3. You can't get out the door on time.- When you have so much stuff to get out of the house forget setting a time and getting out on time...unless you learn to move within this new time frame and allow more space on the front end...which I've yet to learn. It always happens too that just as you're stepping out your door to the adventure awaiting the infant cries for something or the toddler remembers a forgotten toy or movie that is vital to their very existence and you know if you don't go and get it screaming may ensue, or at least crying and then their crying causes the infant to cry and all of the sudden your car is a cacophony of screaming and crying. So, you take the time to get that toy so as not to have the feeling of insanity that can be brought about by such a symphony of loving loudness.
4. Your Heart wants to explode.- This I don't think anyone can prepare you for. Each moment, even the craziness listed above is worth it all because of how deeply and richly your heart loves these kids. I serioulsy had no idea how much I could love a child until MJ and once that happened I thought either I couldn't love as much or the same as I do MJ any other living being...yet with a second child I love her just as much and in a completely different way! I look at my kids in awe sometimes and marvel at how much I love them. No other relationship is like a parent-child relationship. In fact if other people treated us the way our kids do sometimes...those relationships end but not in parenting. In fact we sadistically look forward to future torture if it means we have our kids with us to do the torturing! I can never explain how deeply I love my kids but man oh man do I ever love them!

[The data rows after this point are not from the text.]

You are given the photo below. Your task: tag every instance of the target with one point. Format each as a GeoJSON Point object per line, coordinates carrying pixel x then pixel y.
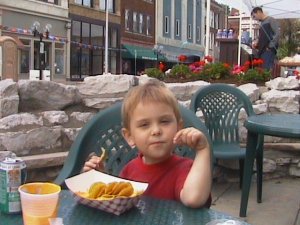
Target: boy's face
{"type": "Point", "coordinates": [152, 128]}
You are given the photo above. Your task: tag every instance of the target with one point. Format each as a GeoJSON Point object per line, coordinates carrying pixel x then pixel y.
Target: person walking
{"type": "Point", "coordinates": [267, 43]}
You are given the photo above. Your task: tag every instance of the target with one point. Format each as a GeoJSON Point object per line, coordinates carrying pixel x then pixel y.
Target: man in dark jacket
{"type": "Point", "coordinates": [267, 44]}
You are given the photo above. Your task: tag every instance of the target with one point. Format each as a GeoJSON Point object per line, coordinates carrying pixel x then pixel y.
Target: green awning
{"type": "Point", "coordinates": [133, 51]}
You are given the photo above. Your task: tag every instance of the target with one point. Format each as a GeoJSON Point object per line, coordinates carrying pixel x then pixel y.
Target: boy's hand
{"type": "Point", "coordinates": [191, 137]}
{"type": "Point", "coordinates": [94, 162]}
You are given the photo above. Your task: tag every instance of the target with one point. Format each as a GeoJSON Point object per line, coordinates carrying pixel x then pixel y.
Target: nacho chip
{"type": "Point", "coordinates": [96, 190]}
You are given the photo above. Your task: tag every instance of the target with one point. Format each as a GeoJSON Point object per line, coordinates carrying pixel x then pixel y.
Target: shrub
{"type": "Point", "coordinates": [180, 71]}
{"type": "Point", "coordinates": [256, 74]}
{"type": "Point", "coordinates": [215, 71]}
{"type": "Point", "coordinates": [155, 73]}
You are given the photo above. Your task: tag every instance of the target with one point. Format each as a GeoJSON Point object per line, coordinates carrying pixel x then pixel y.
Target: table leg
{"type": "Point", "coordinates": [259, 166]}
{"type": "Point", "coordinates": [252, 139]}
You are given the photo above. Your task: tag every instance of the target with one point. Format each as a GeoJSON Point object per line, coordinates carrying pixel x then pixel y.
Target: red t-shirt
{"type": "Point", "coordinates": [165, 180]}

My heart loves being a Daddy, I just can't get enough of it. Seeing MJ grow up and be a big brother and such a great little boy makes my heart sing. Having Amelia smile at me and coo at me makes my heart leap. I just love it so, so much! Hopefully this reminded you older parents of the joys of the good old days and reminded you younger, soon to be parents of how great a gift parenting can be. Lastly, let me say I couldn't and wouldn't want to do this with anyone but my beautiful wife Hilary! She's a great Mamma and a wonderful wife!
1 comments:
Oh I totally agree with every, single thing you highlighted in this post. I laughed at moving the house every time you go anywhere, (late as usual). I was kidding but sort of serious on Sunday when I told Michael that I think God gives extra blessings to people with two+ extra kids who actually MAKE IT TO church, let alone on time. Thanks for writing!